# Why is $\sin(x)/x$ not Lebesgue integrable?

Let $f(x) = \sin(x)/x$. Consider the following:

$$\int_{\mathbb{R}} f(x)dx = \lim_{n\to\infty} \int_{\mathbb{R}} f(x)\chi_{[-n,n]}dx$$

so that each $\int_{\mathbb{R}} f(x)\chi_{[-n,n]}dx$ is Riemann integrable and so it is Lebesgue integrable (integrating over compact space). Since $\int_{\mathbb{R}} f(x)\chi_{[-n,n]}dx \to \int_{\mathbb{R}} f(x)dx$ and so by completeness of $L^1(\mathbb{R})$, we have that $f\in L^1(\mathbb{R})$ so in particular, $\int_{\mathbb{R}} f(x)dx < \infty$ in the Lebesgue integral sense.

I know I have made a mistake here somewhere but I am having trouble seeing exactly where. Any help is appreciated.
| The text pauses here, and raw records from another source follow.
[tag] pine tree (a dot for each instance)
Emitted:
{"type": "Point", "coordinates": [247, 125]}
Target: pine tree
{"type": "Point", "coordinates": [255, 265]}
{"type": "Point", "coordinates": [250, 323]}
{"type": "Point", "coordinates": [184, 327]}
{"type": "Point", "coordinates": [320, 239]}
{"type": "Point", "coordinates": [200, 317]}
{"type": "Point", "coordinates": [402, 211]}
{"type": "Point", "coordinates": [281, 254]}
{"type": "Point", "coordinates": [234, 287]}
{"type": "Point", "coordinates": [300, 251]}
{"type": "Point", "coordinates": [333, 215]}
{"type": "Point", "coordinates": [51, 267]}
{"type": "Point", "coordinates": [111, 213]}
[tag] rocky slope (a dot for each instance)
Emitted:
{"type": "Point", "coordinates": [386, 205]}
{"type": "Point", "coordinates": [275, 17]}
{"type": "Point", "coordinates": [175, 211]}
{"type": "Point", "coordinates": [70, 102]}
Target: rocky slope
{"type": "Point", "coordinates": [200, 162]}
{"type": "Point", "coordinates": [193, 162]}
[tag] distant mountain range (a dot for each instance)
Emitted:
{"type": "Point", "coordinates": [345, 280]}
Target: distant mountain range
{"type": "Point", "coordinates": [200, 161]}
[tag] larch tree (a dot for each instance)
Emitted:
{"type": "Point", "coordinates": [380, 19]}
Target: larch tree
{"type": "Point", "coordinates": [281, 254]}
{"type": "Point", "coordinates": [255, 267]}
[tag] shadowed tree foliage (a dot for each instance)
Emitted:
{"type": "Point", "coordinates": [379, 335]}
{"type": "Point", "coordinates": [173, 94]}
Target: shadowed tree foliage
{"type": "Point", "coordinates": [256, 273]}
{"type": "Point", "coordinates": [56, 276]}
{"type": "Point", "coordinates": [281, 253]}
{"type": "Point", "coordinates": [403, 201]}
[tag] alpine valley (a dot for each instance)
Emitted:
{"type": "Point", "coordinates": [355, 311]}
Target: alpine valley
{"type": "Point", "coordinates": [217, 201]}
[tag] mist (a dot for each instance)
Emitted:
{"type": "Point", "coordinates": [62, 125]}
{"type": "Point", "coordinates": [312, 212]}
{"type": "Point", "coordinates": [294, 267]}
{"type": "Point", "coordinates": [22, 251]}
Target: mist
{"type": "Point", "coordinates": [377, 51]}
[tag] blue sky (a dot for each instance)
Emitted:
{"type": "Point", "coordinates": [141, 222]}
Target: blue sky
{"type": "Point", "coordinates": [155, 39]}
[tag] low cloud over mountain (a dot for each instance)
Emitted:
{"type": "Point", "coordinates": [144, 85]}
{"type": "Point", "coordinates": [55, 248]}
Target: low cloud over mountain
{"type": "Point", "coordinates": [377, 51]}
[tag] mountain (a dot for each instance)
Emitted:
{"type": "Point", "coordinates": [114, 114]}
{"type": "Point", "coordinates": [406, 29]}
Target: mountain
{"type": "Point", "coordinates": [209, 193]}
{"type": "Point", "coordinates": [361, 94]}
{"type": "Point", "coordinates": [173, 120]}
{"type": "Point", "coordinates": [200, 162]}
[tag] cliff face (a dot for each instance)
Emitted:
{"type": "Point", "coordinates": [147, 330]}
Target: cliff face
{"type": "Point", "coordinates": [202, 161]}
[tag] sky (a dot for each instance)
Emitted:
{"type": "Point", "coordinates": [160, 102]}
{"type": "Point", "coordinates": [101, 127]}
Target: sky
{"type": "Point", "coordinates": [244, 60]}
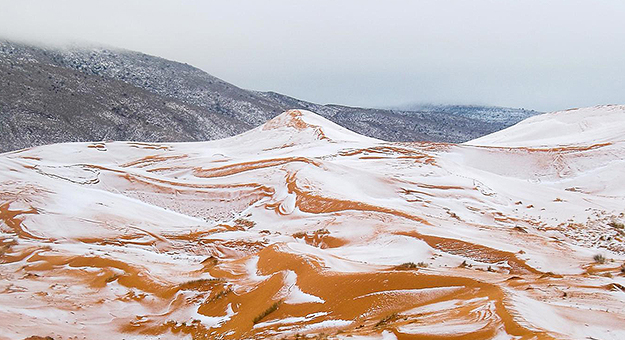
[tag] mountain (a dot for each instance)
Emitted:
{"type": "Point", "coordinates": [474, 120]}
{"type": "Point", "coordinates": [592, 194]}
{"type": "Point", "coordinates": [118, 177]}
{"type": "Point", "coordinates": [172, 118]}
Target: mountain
{"type": "Point", "coordinates": [52, 95]}
{"type": "Point", "coordinates": [302, 228]}
{"type": "Point", "coordinates": [600, 124]}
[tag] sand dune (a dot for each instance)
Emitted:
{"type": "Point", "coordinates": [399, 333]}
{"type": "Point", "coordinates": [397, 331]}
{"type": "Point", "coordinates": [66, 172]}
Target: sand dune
{"type": "Point", "coordinates": [301, 228]}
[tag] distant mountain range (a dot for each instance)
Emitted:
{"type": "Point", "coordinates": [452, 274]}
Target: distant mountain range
{"type": "Point", "coordinates": [52, 95]}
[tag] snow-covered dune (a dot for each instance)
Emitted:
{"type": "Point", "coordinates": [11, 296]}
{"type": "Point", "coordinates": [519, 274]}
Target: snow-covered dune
{"type": "Point", "coordinates": [303, 227]}
{"type": "Point", "coordinates": [587, 126]}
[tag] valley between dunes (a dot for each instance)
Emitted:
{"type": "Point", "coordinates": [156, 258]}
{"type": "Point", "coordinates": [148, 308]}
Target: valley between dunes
{"type": "Point", "coordinates": [301, 228]}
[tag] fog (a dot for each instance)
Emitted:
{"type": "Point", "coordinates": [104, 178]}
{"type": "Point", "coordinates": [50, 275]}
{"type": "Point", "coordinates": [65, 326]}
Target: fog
{"type": "Point", "coordinates": [543, 55]}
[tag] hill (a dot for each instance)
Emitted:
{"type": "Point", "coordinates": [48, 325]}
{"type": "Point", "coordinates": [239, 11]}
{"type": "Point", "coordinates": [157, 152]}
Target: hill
{"type": "Point", "coordinates": [52, 95]}
{"type": "Point", "coordinates": [300, 227]}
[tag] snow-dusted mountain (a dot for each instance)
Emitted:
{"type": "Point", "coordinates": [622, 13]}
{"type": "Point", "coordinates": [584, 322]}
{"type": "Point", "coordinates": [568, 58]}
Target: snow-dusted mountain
{"type": "Point", "coordinates": [51, 95]}
{"type": "Point", "coordinates": [301, 227]}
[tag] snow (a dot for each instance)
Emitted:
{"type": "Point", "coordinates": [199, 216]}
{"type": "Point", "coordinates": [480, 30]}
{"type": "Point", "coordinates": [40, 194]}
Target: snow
{"type": "Point", "coordinates": [518, 202]}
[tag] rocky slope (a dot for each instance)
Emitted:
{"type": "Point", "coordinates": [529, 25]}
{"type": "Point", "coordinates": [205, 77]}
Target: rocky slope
{"type": "Point", "coordinates": [301, 227]}
{"type": "Point", "coordinates": [88, 94]}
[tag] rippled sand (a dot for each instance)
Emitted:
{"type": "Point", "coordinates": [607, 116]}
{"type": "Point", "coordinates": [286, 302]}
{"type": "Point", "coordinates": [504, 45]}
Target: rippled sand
{"type": "Point", "coordinates": [300, 228]}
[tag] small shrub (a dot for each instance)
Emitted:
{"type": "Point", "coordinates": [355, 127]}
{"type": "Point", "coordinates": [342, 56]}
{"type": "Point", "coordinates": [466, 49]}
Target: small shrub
{"type": "Point", "coordinates": [599, 258]}
{"type": "Point", "coordinates": [266, 312]}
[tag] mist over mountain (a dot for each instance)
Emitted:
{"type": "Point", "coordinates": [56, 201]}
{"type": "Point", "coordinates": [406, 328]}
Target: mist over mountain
{"type": "Point", "coordinates": [53, 95]}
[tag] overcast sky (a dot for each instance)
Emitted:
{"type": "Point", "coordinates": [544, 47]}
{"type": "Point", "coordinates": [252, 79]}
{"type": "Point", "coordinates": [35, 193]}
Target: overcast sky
{"type": "Point", "coordinates": [537, 54]}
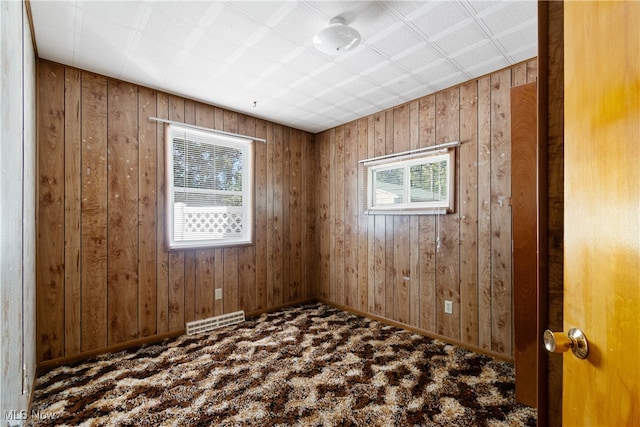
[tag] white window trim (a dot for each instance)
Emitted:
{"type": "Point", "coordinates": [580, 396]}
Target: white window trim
{"type": "Point", "coordinates": [405, 161]}
{"type": "Point", "coordinates": [247, 210]}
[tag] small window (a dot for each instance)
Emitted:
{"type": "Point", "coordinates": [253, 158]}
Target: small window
{"type": "Point", "coordinates": [209, 189]}
{"type": "Point", "coordinates": [413, 184]}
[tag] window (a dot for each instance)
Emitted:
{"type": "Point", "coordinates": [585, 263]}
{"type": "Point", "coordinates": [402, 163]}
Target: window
{"type": "Point", "coordinates": [416, 183]}
{"type": "Point", "coordinates": [209, 189]}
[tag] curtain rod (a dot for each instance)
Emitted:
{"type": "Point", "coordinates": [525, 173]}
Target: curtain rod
{"type": "Point", "coordinates": [221, 132]}
{"type": "Point", "coordinates": [417, 150]}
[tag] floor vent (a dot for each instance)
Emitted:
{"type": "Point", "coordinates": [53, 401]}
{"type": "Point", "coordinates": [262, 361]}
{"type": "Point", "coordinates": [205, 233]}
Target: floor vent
{"type": "Point", "coordinates": [206, 325]}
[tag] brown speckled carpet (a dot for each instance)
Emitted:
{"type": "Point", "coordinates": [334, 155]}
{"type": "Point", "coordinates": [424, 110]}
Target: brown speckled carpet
{"type": "Point", "coordinates": [311, 365]}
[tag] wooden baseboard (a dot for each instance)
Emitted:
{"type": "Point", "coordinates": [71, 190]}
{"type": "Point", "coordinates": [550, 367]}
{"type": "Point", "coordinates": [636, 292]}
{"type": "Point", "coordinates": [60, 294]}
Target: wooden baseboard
{"type": "Point", "coordinates": [419, 331]}
{"type": "Point", "coordinates": [48, 364]}
{"type": "Point", "coordinates": [78, 357]}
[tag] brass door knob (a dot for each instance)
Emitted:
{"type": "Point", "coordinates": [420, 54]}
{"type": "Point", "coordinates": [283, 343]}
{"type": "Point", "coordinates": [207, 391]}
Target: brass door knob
{"type": "Point", "coordinates": [575, 340]}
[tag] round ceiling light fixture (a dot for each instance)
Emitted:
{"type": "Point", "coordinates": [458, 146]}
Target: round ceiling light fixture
{"type": "Point", "coordinates": [336, 38]}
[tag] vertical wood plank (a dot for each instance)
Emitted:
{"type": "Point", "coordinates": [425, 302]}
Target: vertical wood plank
{"type": "Point", "coordinates": [162, 267]}
{"type": "Point", "coordinates": [205, 264]}
{"type": "Point", "coordinates": [176, 258]}
{"type": "Point", "coordinates": [363, 220]}
{"type": "Point", "coordinates": [122, 213]}
{"type": "Point", "coordinates": [332, 190]}
{"type": "Point", "coordinates": [401, 226]}
{"type": "Point", "coordinates": [389, 268]}
{"type": "Point", "coordinates": [73, 210]}
{"type": "Point", "coordinates": [414, 227]}
{"type": "Point", "coordinates": [230, 291]}
{"type": "Point", "coordinates": [448, 243]}
{"type": "Point", "coordinates": [218, 253]}
{"type": "Point", "coordinates": [261, 192]}
{"type": "Point", "coordinates": [380, 226]}
{"type": "Point", "coordinates": [147, 206]}
{"type": "Point", "coordinates": [532, 70]}
{"type": "Point", "coordinates": [501, 314]}
{"type": "Point", "coordinates": [351, 206]}
{"type": "Point", "coordinates": [427, 227]}
{"type": "Point", "coordinates": [484, 212]}
{"type": "Point", "coordinates": [338, 262]}
{"type": "Point", "coordinates": [277, 224]}
{"type": "Point", "coordinates": [286, 219]}
{"type": "Point", "coordinates": [311, 245]}
{"type": "Point", "coordinates": [94, 212]}
{"type": "Point", "coordinates": [50, 235]}
{"type": "Point", "coordinates": [295, 216]}
{"type": "Point", "coordinates": [247, 254]}
{"type": "Point", "coordinates": [468, 153]}
{"type": "Point", "coordinates": [189, 256]}
{"type": "Point", "coordinates": [372, 261]}
{"type": "Point", "coordinates": [324, 231]}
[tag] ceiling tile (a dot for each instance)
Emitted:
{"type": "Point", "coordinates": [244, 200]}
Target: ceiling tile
{"type": "Point", "coordinates": [440, 19]}
{"type": "Point", "coordinates": [232, 53]}
{"type": "Point", "coordinates": [461, 38]}
{"type": "Point", "coordinates": [397, 41]}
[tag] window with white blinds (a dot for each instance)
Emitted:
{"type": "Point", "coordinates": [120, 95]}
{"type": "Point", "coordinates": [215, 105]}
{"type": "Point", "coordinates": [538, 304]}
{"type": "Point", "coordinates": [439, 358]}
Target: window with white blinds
{"type": "Point", "coordinates": [418, 184]}
{"type": "Point", "coordinates": [209, 189]}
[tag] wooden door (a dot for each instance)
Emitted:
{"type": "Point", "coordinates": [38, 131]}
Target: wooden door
{"type": "Point", "coordinates": [602, 212]}
{"type": "Point", "coordinates": [524, 216]}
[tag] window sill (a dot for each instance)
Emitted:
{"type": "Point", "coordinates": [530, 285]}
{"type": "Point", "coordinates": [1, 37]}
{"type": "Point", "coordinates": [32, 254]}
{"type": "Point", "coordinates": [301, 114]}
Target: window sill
{"type": "Point", "coordinates": [416, 211]}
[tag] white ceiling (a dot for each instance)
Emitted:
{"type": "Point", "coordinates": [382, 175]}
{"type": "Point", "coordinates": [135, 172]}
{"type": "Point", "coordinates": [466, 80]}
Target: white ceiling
{"type": "Point", "coordinates": [257, 57]}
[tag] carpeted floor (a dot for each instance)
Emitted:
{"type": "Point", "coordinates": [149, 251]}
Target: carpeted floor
{"type": "Point", "coordinates": [311, 365]}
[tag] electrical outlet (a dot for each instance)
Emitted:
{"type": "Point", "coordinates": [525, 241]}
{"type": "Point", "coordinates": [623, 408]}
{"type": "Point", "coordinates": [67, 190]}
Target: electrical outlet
{"type": "Point", "coordinates": [448, 307]}
{"type": "Point", "coordinates": [25, 379]}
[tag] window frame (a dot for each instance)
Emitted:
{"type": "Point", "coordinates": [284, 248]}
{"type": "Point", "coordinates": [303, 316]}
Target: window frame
{"type": "Point", "coordinates": [245, 145]}
{"type": "Point", "coordinates": [405, 162]}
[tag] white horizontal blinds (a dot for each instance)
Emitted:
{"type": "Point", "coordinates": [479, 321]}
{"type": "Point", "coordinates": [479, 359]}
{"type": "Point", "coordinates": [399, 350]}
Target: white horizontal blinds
{"type": "Point", "coordinates": [209, 187]}
{"type": "Point", "coordinates": [421, 183]}
{"type": "Point", "coordinates": [429, 182]}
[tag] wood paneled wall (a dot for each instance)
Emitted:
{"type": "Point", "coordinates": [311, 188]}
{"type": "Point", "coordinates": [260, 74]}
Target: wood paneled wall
{"type": "Point", "coordinates": [104, 275]}
{"type": "Point", "coordinates": [403, 268]}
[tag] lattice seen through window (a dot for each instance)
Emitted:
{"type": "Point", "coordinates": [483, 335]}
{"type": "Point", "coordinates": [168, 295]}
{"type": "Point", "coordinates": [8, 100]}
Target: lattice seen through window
{"type": "Point", "coordinates": [210, 194]}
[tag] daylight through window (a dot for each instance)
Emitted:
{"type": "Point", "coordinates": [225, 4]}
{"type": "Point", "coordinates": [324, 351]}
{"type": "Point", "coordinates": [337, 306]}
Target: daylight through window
{"type": "Point", "coordinates": [412, 184]}
{"type": "Point", "coordinates": [210, 194]}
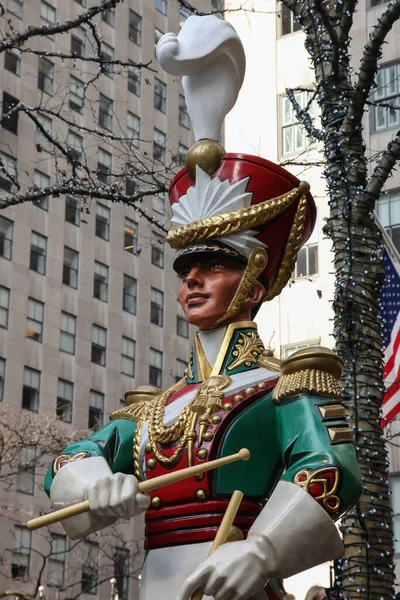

• This question is related... – Fabian Apr 9 '18 at 21:05
• I know but I arrived at the conclusion that this function IS Lebesgue integrable using (what I assume is) faulty logic. Therefore, I thought this was worth asking in a different thread (not sure if this is the right word). I already know it is a well established fact that this function is not Lebesgue integrable. – Anmol Bhullar Apr 9 '18 at 21:07
• $L^1(\mathbb R)$ is complete with respect to the $L^1$ norm. You would need to show that $f\chi_{[-n,n]}$ converges to $f$ in the $L^1$ norm and not just pointwisely. In fact, $\| f \chi_{[-n,n]} \|_1$ is not even bounded, so the sequence does not converge in $L^1$. It is easier to see the error if you just consider the sequence $\chi_{[-n,n]}$ on $\mathbb R$. Each function is $L^1$, but it does not converge with respect to the norm and the pointwise limit of the functions is clearly not in $L^1$. – Trevor Norton Apr 9 '18 at 21:13
• @TrevorNorton That should be an answer. – Noah Schweber Apr 9 '18 at 21:14
• thank you for that comment Trevor, I see where I went wrong now. I thought it was a general fact that $f\chi_{[-n,n]}\to f$. I see that I am wrong now. – Anmol Bhullar Apr 9 '18 at 21:15

$L^1(\mathbb R)$ is complete with respect to the $L^1(\mathbb R)$ norm. You would need to show that $f\cdot\chi_{[−n,n]}$ converges to $f$ in the $L^1$ norm and not just pointwisely. In fact, $\|f\cdot\chi_{[−n,n]}\|_1$ is not even bounded, so the sequence does not converge in $L^1$. It is easier to see the error if you just consider the sequence $\chi_{[-n,n]}$. Each function is $L^1$, but it does not converge with respect to the norm and the pointwise limit of the functions is clearly not in $L^1$.
The problem is, that your sequence is not a Cauchy sequence and thus you cannot use the completeness of $L^1$.